A safety car was called, Russell would pit for new rubber. That rubber would be the cause for him to be called in again a lap later. Why? The team had mistakenly placed the rubber for Valtteri Bottas on the Russell car instead. Team principal Toto Wolff would later state there was a radio issue. That second pit stop dropped Russell to P5 and in some carefully and brilliantly executed driving would be back up to P2…only to suffer a puncture in the closing stages with an end result of P9.
“I don’t know what to say, that was taken away from us twice,” said Russell over team radio as he appeared to wipe away tears on his lap. “It’s been a pleasure and I’ve ****** loved it. And honestly, I’m gutted, I’m absolutely gutted…”
At race end though, it was Perez, a man without a seat for 2021, that would stand atop the podium alongside an ecstatic Esteban Ocon and a driver proving he can drive if not hit by others, Lance Stroll.
Perez had gotten to the garage for new rubber after the first lap incident and swapped to mediums. This enabled a charge to P11 in lap 15. Russell was doing a masterful job of leading the field, and also quickly establishing and then maintaining a two-second gap to Bottas behind. Ricciardo’s P4 swiftly moved to P6 after first being passed by Sainz, and last weekend’s black cat, Kvyat.
Half race distance, 44 laps, and Russell was three seconds ahead of Bottas. Perez was in P3, ahead of Albon (yet to pit) followed by Sainz, Kvyat, and Ricciardo. Gasly was in P8, and ahead of Ocon and Stroll. That three-second lead evaporated after Russell reported a power loss and pitted. A quick reset and he was back out. His pace was rapid enough that when Bottas pitted four laps later, he’d emerge a full eight seconds adrift of Russell.
Lap 55 and Latifi would bench his Williams, with the Virtual Safety Car changing the order yet again. Ricciardo’s luck proved fickle too, as he had been in P4 before the VSC, only to drop to P7 after his rubber swap.
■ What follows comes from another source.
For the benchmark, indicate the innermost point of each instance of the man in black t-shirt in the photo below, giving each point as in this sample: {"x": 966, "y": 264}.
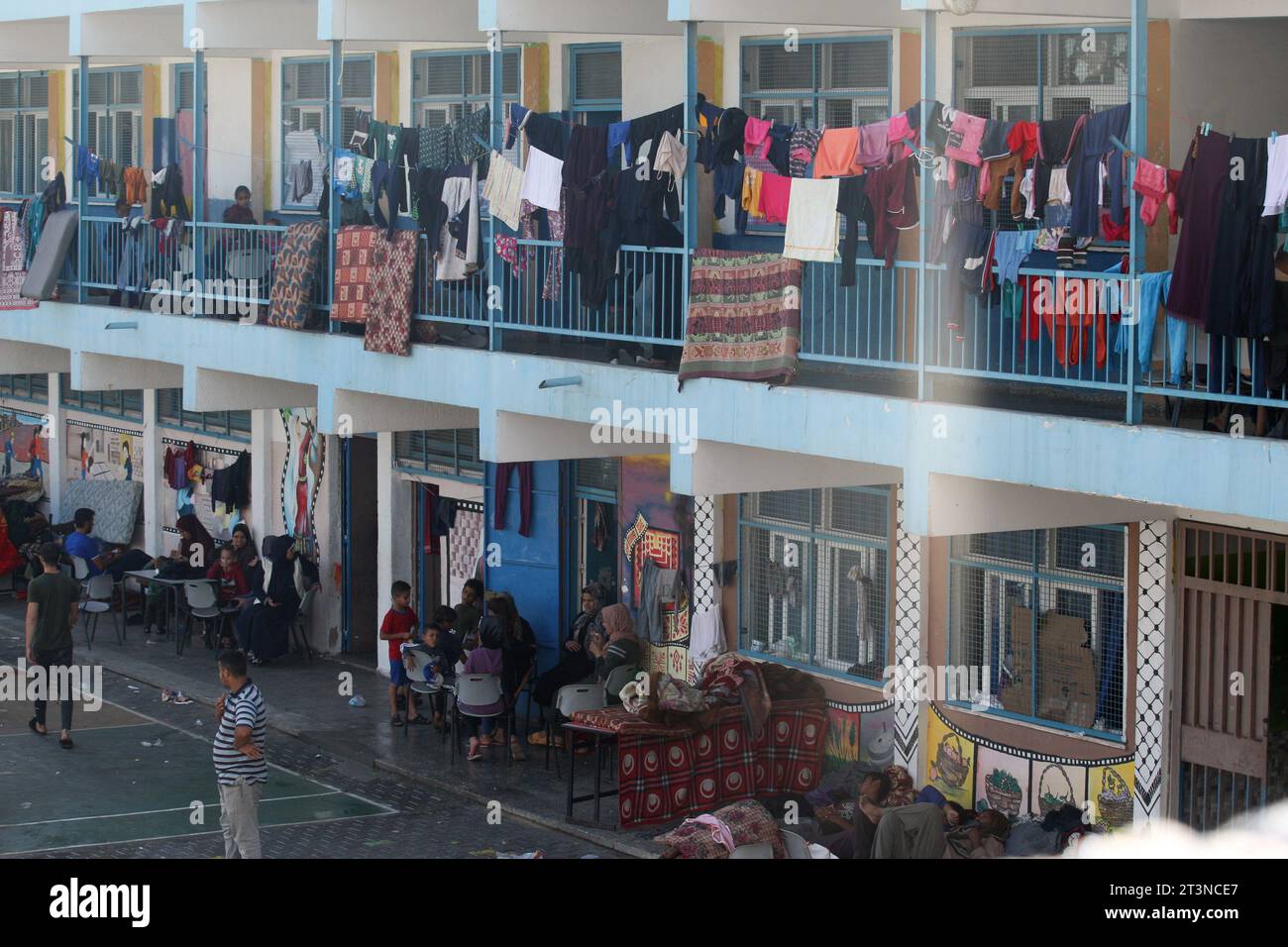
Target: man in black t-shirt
{"x": 52, "y": 607}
Perez had been lurking, and from P4 would get to P3 passing both Stroll and Ocon who had made some impressive inroads. It’s shortly afterwards that Aitken nosed the barriers, bringing out another safety car and it’s here that Russell’s rubber dramas ensued. It would later result in a Eu20,000 fine for the team.
Lap 69 was the restart and it’s Perez that gets the jump on the field, setting himself up for the win from here. Russell had got past Bottas and was ready to dive for P1 when his puncture occurred. Although Russell would charge back through the field, it wasn’t enough to do anything more, and Sergio “Checo” Perez would cross the line for his maiden win and fifty years since fellow Mexican Pedro Rodriguez won an F1 race.
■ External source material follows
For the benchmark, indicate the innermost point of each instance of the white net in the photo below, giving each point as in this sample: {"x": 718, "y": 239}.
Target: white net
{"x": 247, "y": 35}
The double podium for Racing Point has proven crucial, with the team now on 194 points and ten ahead of McLaren. Ocon’s P2 finish and Ricciardo’s P5, behind Sainz, bumps Renault to 172, just 12 behind McLaren.
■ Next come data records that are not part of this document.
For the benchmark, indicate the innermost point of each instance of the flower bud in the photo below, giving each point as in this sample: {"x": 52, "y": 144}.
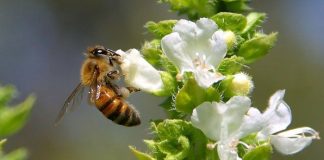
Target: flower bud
{"x": 239, "y": 84}
{"x": 230, "y": 39}
{"x": 242, "y": 84}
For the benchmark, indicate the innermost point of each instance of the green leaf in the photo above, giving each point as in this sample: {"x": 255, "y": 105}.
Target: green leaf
{"x": 236, "y": 5}
{"x": 262, "y": 152}
{"x": 230, "y": 21}
{"x": 191, "y": 95}
{"x": 179, "y": 139}
{"x": 13, "y": 119}
{"x": 152, "y": 52}
{"x": 2, "y": 142}
{"x": 160, "y": 29}
{"x": 254, "y": 20}
{"x": 169, "y": 84}
{"x": 18, "y": 154}
{"x": 175, "y": 149}
{"x": 231, "y": 65}
{"x": 257, "y": 47}
{"x": 170, "y": 109}
{"x": 6, "y": 94}
{"x": 194, "y": 9}
{"x": 140, "y": 155}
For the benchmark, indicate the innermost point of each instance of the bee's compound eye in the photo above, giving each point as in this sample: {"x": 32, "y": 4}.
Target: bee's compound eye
{"x": 99, "y": 51}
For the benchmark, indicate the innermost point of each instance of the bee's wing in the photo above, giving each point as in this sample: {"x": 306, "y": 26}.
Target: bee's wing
{"x": 71, "y": 102}
{"x": 94, "y": 88}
Albon and Kvyat would finish P6 and P7, ahead of the Mercedes duo of Bottas and Russell. Lando Norris would cap the top ten. Pierre Gasly took P11 ahead of Vettel, whilst the Alfa Romeo pair of Giovinazzi and Raikkonen finished P13 and P14. Kevin Magnussen would just pip Aitken by 1.3 seconds while Fittipadi would end his race in P17.
Said Perez, after 190 races and his maiden F1 win: “I’m a bit speechless, I hope I’m not dreaming, you know, because I dreamed so many years of being in this moment. Ten years, ten years it took me. Incredible. I mean, I don’t know what to say, you know.”
There is one more race for the season, this coming weekend at Abu Dhabi.